Building Your XML Toolkit for Litigation
There's no official XML tag dictionary. You create tags that make sense for your work. For example, for document review, you could use tags like <document> for the primary text to analyze, <instructions> for what I want the AI to do, <focus_areas> for specific issues to prioritize, <context> for background information, and <output_format> for how I want the response structured.
Advanced Moves: Nested Tags
For complex litigation tasks, you can nest tags like Russian babushka dolls. This works particularly well for multi-issue analyses where an AI is susceptible to losing track of which facts relate to which claims. Take a look below at the template skeleton for the XML tag prompt used above. Notice the nested tags within the <task_sequence> tag. Click the copy button in the top right to try it out yourself.
<role>
[Define the AI's role and expertise level for this task]
</role>
<documents_provided>
1. [Document type] - [Brief description or label for reference]
2. [Document type] - [Brief description or label for reference]
3. [Document type] - [Brief description or label for reference]
[Add additional documents as needed]
</documents_provided>
<task_sequence>
<task_1>
[TASK NAME IN CAPS]
[Describe what the AI should do first]
- [Specific sub-instruction]
- [Specific sub-instruction]
- [Specific sub-instruction]
</task_1>
<task_2>
[TASK NAME IN CAPS]
[Describe the second task]
- [Specific sub-instruction]
- [Specific sub-instruction]
</task_2>
<task_3>
[TASK NAME IN CAPS]
[Describe the third task]
[Category/Classification A]: [Description of what falls in this category]
[Category/Classification B]: [Description of what falls in this category]
[Category/Classification C]: [Description of what falls in this category]

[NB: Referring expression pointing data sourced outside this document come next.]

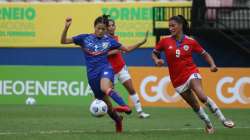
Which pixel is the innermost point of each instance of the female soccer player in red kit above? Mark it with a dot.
(121, 72)
(184, 74)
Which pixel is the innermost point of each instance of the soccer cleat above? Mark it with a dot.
(125, 109)
(118, 125)
(209, 129)
(228, 123)
(143, 115)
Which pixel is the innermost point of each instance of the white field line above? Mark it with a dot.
(49, 132)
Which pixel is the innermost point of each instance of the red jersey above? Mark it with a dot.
(116, 60)
(179, 57)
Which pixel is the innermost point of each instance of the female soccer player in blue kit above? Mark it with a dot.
(99, 72)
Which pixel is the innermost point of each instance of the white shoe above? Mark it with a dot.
(209, 129)
(228, 123)
(143, 115)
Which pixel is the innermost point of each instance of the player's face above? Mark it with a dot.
(100, 29)
(174, 27)
(111, 28)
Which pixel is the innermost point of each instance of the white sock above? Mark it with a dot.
(204, 117)
(136, 101)
(214, 109)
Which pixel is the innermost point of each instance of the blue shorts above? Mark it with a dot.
(95, 83)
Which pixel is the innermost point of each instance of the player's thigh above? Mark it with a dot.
(129, 86)
(123, 75)
(107, 101)
(107, 79)
(196, 86)
(106, 84)
(96, 88)
(189, 97)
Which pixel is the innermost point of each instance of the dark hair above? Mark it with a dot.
(110, 19)
(181, 20)
(104, 19)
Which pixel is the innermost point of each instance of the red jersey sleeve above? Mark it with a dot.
(197, 48)
(159, 45)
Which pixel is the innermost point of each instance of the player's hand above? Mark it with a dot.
(213, 68)
(68, 21)
(145, 38)
(159, 62)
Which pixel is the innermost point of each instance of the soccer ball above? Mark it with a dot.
(98, 108)
(30, 101)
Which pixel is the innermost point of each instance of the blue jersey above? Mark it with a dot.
(96, 52)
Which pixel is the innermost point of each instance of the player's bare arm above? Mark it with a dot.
(64, 38)
(132, 47)
(157, 59)
(210, 61)
(113, 52)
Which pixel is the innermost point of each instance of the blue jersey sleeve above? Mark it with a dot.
(115, 44)
(78, 40)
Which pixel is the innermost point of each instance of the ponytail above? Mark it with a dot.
(104, 19)
(181, 20)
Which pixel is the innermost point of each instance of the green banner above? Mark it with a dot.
(47, 84)
(27, 25)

[Add additional categories as needed]
</task_3>
</task_sequence>
<output_format>
SECTION 1: [SECTION TITLE]
- [What this section should contain]
SECTION 2: [SECTION TITLE]
- [What this section should contain]
- [Specific elements to include]
SECTION 3: [SECTION TITLE]
For each item, provide:
- [Required element 1]
- [Required element 2]
- [Required element 3]
SECTION 4: [SECTION TITLE]
- [What this section should contain]
</output_format>
<citation_requirements>
[Specify citation format and standards]
</citation_requirements>
<constraints>
[Optional: Add any limitations, things to avoid, or guardrails]
</constraints>
<context>
[Optional: Add case-specific background, procedural posture, or other relevant context the AI should know]
</context>
The Practical Payoff
After using XML tags, here's what I've noticed. First, I spend much less time clarifying or reprompting because the AI gets it right the first time more often. Second, complex prompts with multiple components stay organized instead of turning into a confused mess. Third, I can easily swap out content within tags without rewriting my entire prompt structure. And fourth, the AI's responses mirror the organization I provide, making the output cleaner and more usable.
Common Pitfalls to Avoid
Not everything needs XML tags. If you're asking the AI a simple question, tags would be overkill. Save them for prompts with multiple components or when you need to clearly separate different types of content.

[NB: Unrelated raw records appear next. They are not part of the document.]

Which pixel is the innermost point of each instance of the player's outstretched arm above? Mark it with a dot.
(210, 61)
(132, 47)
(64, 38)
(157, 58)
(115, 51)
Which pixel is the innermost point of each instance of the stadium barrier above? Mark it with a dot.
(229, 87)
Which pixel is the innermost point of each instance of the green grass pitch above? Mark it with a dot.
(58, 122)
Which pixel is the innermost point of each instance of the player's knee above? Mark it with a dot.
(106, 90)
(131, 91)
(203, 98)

Also, consistency matters. If you start with <context> in one part of your prompt, don't switch to <factual_background> later. The AI will treat them as different containers.

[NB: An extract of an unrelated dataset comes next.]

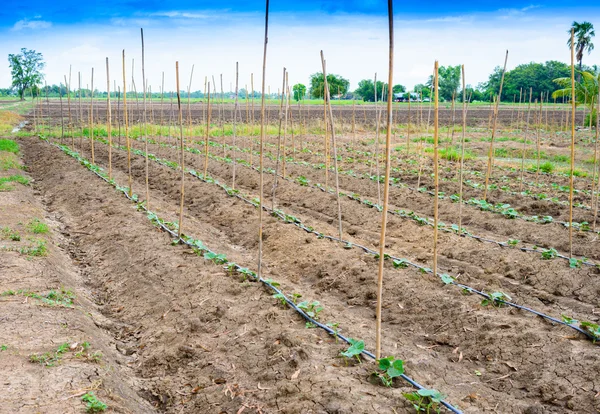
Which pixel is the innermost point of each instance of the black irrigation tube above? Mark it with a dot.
(451, 280)
(277, 291)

This structure ensures the AI understands exactly what role each piece of information plays in the overall task.
The Bottom Line
For lawyers trying to get consistent, high-quality outputs from AI, XML tags might be the difference between hoping the AI understands your prompt and knowing it does.
Start simple. Next time you're asking the AI to review a document, wrap your instructions in <instructions> tags and the document in <document> tags. Once you see the improvement, you'll naturally start developing your own tagging system for different litigation tasks.
The learning curve is about five minutes. The improvement in output quality is permanent and exactly as advertised.